Lapchick joined the Original Celtics in 1923, the team was the second incarnation from the New York Celtics who had disbanded during World War I. In the early days team’s jumped from league to league as many leagues simply could not sustain themselves, however, instead of doing that the Celtics decided to become a barnstorming team; a team without a league who went to other cities to play.
The casual fan today would not recognize the NBA of Lapchick’s era. There were no grandiose arena’s filled with 18,000 screaming fans, there were no charter jets, or medical staff or any of the luxuries players take for granted today. Instead, there was rickety old high school gymnasiums filled with asbestos and maybe 200 mildly entertained fans, cramped team buses which rarely had heat in the winter and never had air conditioning, and the luckiest of teams may have a doctor or medical student who played in their spare time for the team, the rest had bandages and a bottle of whiskey.

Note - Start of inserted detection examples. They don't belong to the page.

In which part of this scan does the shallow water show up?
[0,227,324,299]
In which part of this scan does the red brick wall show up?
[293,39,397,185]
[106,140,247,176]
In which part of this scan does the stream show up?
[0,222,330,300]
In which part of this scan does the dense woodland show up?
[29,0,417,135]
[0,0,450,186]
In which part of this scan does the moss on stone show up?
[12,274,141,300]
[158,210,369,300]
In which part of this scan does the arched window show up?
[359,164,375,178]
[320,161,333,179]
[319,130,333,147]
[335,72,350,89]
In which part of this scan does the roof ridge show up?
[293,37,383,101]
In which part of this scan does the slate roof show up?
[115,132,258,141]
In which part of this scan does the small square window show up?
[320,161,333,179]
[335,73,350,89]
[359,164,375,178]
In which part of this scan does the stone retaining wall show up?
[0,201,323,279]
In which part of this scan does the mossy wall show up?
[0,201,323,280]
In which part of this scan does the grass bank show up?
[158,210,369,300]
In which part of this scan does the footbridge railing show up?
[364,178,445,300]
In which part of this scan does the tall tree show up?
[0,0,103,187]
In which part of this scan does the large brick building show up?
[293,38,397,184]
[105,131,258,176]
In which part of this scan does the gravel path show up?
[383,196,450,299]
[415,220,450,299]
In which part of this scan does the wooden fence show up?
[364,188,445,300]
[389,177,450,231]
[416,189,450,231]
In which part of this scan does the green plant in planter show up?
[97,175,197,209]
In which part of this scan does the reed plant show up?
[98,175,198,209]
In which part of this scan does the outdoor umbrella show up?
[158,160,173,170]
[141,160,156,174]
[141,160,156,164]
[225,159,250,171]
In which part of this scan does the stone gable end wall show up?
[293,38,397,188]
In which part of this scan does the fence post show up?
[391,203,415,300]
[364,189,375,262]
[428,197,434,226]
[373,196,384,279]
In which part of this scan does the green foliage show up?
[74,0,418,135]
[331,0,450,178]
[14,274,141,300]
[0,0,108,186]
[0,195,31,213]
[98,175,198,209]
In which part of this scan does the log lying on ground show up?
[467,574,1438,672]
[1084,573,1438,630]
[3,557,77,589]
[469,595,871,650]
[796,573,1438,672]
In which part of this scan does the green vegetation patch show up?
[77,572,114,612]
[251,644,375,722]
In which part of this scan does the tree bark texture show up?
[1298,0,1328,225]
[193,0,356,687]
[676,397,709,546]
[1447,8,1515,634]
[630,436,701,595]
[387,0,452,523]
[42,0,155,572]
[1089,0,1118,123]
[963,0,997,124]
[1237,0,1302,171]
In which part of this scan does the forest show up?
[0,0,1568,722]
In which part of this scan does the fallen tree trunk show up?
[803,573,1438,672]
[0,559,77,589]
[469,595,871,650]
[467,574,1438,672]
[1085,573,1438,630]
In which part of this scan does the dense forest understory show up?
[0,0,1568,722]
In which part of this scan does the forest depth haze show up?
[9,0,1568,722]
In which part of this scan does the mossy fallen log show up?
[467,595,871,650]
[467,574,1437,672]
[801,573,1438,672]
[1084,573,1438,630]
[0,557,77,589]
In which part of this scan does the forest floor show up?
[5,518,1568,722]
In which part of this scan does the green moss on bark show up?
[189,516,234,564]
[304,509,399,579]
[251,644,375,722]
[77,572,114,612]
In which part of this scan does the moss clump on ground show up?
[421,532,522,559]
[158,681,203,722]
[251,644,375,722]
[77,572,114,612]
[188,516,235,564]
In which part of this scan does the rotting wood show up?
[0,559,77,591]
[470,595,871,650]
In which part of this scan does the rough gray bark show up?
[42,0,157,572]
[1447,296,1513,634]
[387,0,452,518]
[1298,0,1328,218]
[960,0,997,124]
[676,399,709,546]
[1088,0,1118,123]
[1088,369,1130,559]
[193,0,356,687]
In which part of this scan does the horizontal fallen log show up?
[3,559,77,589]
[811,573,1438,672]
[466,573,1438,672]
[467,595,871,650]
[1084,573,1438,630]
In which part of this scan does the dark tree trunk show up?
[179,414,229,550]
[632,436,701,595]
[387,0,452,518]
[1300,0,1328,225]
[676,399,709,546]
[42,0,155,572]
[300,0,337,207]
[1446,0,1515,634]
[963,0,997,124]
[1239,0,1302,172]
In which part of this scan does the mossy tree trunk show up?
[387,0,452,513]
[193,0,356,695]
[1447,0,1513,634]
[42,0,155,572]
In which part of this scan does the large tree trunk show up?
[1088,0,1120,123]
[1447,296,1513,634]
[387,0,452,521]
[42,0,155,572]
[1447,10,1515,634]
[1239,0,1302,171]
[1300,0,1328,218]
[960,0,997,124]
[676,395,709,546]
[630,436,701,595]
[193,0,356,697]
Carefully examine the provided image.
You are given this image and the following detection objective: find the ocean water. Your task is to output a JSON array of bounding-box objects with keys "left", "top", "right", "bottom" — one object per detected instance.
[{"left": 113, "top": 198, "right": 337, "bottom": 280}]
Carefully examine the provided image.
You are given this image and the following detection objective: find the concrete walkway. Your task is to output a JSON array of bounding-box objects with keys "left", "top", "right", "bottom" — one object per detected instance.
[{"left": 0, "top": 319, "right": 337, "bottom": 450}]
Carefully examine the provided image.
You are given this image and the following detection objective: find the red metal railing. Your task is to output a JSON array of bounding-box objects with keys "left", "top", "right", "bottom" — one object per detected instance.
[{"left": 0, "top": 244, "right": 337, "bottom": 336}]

Due to the growing restraints on barnstorming in the mid 1920s the Celtics joined the American Basketball League, and dominated the league so much that the league forced them to disband. Lapchick than began to play for the Cleveland Rosenblums, whom he lead to two ABL titles. The success with the ABL was short lived however as the ABL had to face the Great Depression with the rest of America. The league disbanded in 1931.
Lapchick reformed the Celtics in 1932 with many of the original members. Lapchick invested a lot of money in the team when money was a scarce commodity. Due to financial restraints not only was Lapchick a player he also was the team’s bus driver. Lapchick stayed with the Celtics until 1936 when he retired from playing professional basketball and began to coach St. John’s University.
Lapchick would coach St Johns from 1936 until 1947 and again from 1956 until 1965. The 9 years between his two St John’s coaching stints were filled with him coaching the New York Knickerbockers of the newly former National Basketball Association.
Lapchick would die of a heart attack in 1970 at 70 years of age, he was elected to the basketball hall-of-fame in 1966.